Doch Malfoy schien Harry an diesem Abend mehr zu interessieren als jemals in der letzten Zeit es irgendetwas nur ansatzweise getan hatte.
Als er nun langsam aus dem weichen Sessel in der Dunkelheit des Gemeinschaftsraumes aufstand und Richtung Porträtloch ging, wand Ginny sich um und blickte über die Sofalehne zu ihm hin, etwas Trauriges huschte über ihr Gesicht, verschwand aber sofort wieder, als wenn es aussichtslos wäre ihm nachzutrauern.
Wie in Zeitlupe erschien es Harry als er die Gänge entlangging, hie und da einem Geist begegnend. Schließlich erblickte er Goyle, der unruhig vor einer blanken Wand stand und sich dumpf umsah. Bei Harrys Erscheinen wandte er sich für seine Körperfülle recht schnell um und lief in die entgegen gesetzte Richtung aus der Harry kam, welcher nun schnellen Schrittes folgte.
An einem Kerkerraum angelangt, zeigte Goyle auf die Tür und verschwand, wie es schien, sehr erleichtert.
Harry betrat den Raum, welcher nur von zwei Kerzen auf dem Lehrerpult erhellt war. Und eben dort stand Malfoy, mit dem Rücken zu Harry gewandt.
Dieser blieb einen Meter vom Tisch entfernt stehen und räusperte sich. Draco zuckte zusammen und drehte sich mit einem Schwung um, sodass sein Umhang um seine Beine spielte, sein Gesichtsausdruck schien darauf schließen zu lassen, dass er über die Anwesenheit seines Erbfeindes erleichtert war und ein leichtes Lächeln umspielte seinen Mund.
„Ich bin froh, dass du doch noch gekommen bist. Granger hat angedeutet, dass du lieber mit einem Basilisken kämpfen würdest als dich allein mit mir zu treffen.“, ein belustigtes Zittern lag in seiner Stimme.
Harry blickte ihn an und wartete auf eine Begründung dieses Treffens, doch Malfoy blickte sich nur nervös im Raum um. Noch nie hatte er den Blondschopf so ruhig und unsicher erlebt, jedenfalls nicht wenn es um das Triezen von Harry selbst ging.

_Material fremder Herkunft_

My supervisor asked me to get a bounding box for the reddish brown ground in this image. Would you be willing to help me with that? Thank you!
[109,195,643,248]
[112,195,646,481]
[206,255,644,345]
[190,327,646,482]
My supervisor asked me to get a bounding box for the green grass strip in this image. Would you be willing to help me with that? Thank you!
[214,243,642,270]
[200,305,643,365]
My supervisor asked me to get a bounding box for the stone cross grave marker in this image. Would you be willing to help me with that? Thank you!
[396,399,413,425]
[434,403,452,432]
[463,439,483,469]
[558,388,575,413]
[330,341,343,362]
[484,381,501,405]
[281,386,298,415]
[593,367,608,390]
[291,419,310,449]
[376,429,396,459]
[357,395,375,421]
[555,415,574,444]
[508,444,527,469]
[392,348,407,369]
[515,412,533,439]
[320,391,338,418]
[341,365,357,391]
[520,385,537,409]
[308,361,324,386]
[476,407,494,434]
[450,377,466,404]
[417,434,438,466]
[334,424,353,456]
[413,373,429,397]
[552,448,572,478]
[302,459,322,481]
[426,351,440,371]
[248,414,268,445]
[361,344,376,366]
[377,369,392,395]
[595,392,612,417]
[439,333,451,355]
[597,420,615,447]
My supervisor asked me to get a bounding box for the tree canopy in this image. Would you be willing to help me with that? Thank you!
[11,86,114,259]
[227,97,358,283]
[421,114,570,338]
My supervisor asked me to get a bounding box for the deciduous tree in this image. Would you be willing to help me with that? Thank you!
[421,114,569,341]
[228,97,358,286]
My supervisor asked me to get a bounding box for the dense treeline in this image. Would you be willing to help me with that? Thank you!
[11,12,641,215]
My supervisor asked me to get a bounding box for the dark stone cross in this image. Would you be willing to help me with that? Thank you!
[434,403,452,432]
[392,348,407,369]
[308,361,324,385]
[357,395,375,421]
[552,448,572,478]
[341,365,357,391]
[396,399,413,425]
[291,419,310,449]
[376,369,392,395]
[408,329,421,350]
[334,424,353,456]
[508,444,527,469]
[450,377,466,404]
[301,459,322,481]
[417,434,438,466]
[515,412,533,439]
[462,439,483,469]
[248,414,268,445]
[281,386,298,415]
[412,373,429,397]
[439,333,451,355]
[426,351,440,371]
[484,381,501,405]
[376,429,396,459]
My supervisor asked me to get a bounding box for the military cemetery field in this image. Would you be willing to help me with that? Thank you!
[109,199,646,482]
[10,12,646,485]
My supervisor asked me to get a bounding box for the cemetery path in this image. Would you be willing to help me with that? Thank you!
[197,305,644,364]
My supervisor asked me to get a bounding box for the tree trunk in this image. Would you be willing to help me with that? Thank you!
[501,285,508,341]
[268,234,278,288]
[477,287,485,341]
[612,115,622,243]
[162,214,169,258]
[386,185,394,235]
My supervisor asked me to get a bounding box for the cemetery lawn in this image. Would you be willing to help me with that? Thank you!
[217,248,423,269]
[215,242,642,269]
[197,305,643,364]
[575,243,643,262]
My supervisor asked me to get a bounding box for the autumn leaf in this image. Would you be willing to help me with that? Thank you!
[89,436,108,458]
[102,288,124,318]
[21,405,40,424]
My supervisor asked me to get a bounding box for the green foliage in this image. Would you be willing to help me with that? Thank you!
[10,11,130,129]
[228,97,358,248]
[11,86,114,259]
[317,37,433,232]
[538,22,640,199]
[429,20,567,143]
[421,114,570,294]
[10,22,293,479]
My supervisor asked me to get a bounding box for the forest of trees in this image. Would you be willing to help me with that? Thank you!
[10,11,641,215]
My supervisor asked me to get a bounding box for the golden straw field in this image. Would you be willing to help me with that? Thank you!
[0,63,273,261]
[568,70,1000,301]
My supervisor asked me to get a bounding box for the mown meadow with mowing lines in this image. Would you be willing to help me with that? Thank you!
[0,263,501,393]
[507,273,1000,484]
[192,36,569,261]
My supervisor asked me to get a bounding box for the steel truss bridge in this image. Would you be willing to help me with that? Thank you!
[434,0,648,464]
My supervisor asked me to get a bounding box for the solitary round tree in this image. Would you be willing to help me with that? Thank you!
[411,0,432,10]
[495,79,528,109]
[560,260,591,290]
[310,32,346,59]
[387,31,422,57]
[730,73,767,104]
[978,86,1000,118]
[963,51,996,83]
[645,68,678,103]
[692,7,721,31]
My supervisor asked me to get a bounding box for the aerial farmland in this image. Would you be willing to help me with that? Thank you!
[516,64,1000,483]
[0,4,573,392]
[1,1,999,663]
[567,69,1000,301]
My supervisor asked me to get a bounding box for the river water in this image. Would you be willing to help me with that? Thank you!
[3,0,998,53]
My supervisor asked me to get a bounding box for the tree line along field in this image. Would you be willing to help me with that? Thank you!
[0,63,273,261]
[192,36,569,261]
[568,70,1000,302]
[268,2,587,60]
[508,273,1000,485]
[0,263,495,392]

„Jetzt mach’s Maul auf Malfoy oder ich gehe wieder!“, fauchte Harry genervt und sein Gegenüber schreckte auf, trat aber mit einem Satz näher und fesselte Harrys Blick an sich. Ihm war noch nie aufgefallen wie klar Malfoys Augen waren. Kalt aber unheimlich anziehend. Fast fürchtete Harrys, dass ihm das Selbe wie bei Hermine passieren würde, dich ohne eine Sekunde darüber nachdenken zu können spürte er Dracos Lippen auf den seinen. Warm und feucht aber nicht zwingend unangenehm. Geschockt von der Reaktion seines Feindes aber schob Harry Draco von sich, welcher ihn nur verwirrt anblickte. „Habe ich was falsch gemacht? War es dir nicht gut genug?“, begann der Blondschopf und sein Gesicht verzerrte sich zu einer wütenden Grimasse und er schrie, dass es an den Wänden widerhallte: „IST DIR DIESE GRANGER DENN SO VIEL LIEBER ALS ICH? ICH HABE ALL DIE JAHRE GELITTEN, VERSUCHT ES ZU VERBERGEN, MICH SELBST DAZU GEBRACHT DICH ZU HASSEN WEIL MEIN VATER ES AUCH TUT! Aber ich kann es nicht, Potter…“, fügte er leise hinzu. Seine Wangen waren gerötet vor Anstrengung und Scham und er blickte frustriert zu Boden. An seiner Schläfe pochte eine Ader, so als wolle sie zerspringen, ihn in einem roten Fluss ertränken für diese Erniedrigung, für all diesen Schmerz den er dem Slytherin zufügte.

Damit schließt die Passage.